Its enough if you just look at the BD modul and deneb core and you can see the difference is just twice the amount of integer clusters, but just integer clusters were never called cores so why should be now.
2 x 128bits SSE(1x256 bit AVX Add+Multiply)
2 x 16KB L1D
1 x 64KB L1I instead of 1 x 32KB L1I
64+64 and 32+32+32+32 registers instead of 64 and 32+32 registers
512KB(Phenom II) to 1MB L2(Regor/Llano) to 2MB L2(Zambezi)
To lazy to look up more that was doubled
The formula has changed a bit
Two Identical cores now use L2(For Zambezi)

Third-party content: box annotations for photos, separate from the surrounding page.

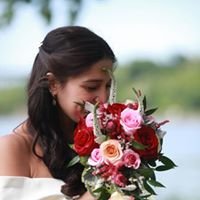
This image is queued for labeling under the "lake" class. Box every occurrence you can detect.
[0,113,200,200]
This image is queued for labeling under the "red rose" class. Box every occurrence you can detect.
[134,125,159,159]
[107,103,127,116]
[74,120,98,156]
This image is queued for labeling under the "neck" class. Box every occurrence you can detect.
[59,112,76,144]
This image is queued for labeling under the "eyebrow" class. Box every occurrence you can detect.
[83,79,111,83]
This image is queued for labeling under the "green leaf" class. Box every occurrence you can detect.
[137,168,154,178]
[144,181,156,195]
[144,108,158,115]
[132,140,147,150]
[159,156,177,168]
[67,155,80,168]
[80,156,88,166]
[148,179,165,187]
[142,96,147,110]
[93,187,110,200]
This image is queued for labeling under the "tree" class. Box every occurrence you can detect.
[0,0,94,28]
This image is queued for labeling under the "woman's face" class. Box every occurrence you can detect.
[56,59,113,122]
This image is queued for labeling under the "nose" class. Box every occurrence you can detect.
[94,88,109,103]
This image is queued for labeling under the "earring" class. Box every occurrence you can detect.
[51,94,57,106]
[52,97,56,106]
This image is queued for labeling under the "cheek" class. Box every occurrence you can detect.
[57,88,90,122]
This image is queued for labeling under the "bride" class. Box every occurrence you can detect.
[0,26,116,200]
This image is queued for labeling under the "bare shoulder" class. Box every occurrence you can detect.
[0,134,31,176]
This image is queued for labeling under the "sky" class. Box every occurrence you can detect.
[0,0,200,75]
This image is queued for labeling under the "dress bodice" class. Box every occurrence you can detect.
[0,176,66,200]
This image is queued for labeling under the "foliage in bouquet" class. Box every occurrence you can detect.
[69,69,176,200]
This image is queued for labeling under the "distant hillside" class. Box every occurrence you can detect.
[0,57,200,114]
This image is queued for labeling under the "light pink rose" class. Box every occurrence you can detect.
[85,113,94,127]
[100,139,123,164]
[88,148,103,166]
[113,173,127,187]
[122,149,141,169]
[109,192,135,200]
[120,108,143,135]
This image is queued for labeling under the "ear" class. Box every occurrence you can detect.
[46,72,60,96]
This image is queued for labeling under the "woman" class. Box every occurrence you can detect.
[0,26,116,200]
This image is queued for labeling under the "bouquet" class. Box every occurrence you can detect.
[69,69,176,200]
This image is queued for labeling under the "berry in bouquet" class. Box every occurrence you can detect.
[69,69,176,200]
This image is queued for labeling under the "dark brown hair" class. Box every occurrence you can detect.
[28,26,116,196]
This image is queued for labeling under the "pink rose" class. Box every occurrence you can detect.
[85,113,93,127]
[120,108,143,135]
[109,191,135,200]
[88,148,103,166]
[113,173,127,187]
[100,139,123,164]
[123,149,141,169]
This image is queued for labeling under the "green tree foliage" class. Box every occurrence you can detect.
[0,0,97,28]
[116,59,200,115]
[0,56,200,114]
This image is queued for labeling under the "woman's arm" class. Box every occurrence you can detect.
[0,134,30,176]
[78,192,95,200]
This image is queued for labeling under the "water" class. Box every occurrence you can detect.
[0,113,200,200]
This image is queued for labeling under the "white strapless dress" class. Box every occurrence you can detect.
[0,176,67,200]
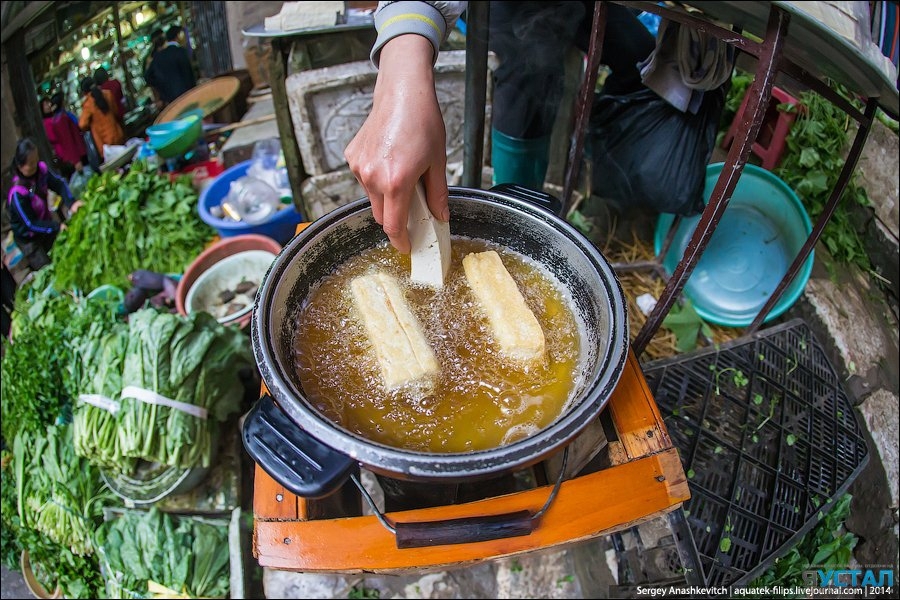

Several Modules now use L3(For Zambezi)
Rather old dissection
ok, can u clear something up for me. Doesn't super pi mostly stress cache bandwidth/latency esp at lower tests like below 8mb. I thought it was Amd's cache that was slower than intels and not so much the Imc or does Qpi significantly outpace it. just curious, you were discussing phenom mem perf vs sandy or something earlier. i thought it might have some relevance to this. also below 8m the cache is whats being tested and after that both cache and the rest or the mem sub-system. i'm not sure what im saying anymore.. too tired.
games.. look at my rig. I spent $70 on the cpu and $180 on the Gfx. :D
I raised this point earlier..I care about game perforamcne, so until I get game perforamcne compares, none of this really matters to me. Bulldozer could be the slowest CPU ever, but if in some magical way it makes my games play better, then it's a win, for me. So, what's really improtant for you? Games, or something else?
The Aida cache and memory benchmark is a disaster for BD, SuperPi the same and the other benchmarks are done at unknown clocks therefore we don’t have a true comparison with SB.
We’ll have to wait a little longer to realy compare BD and SB.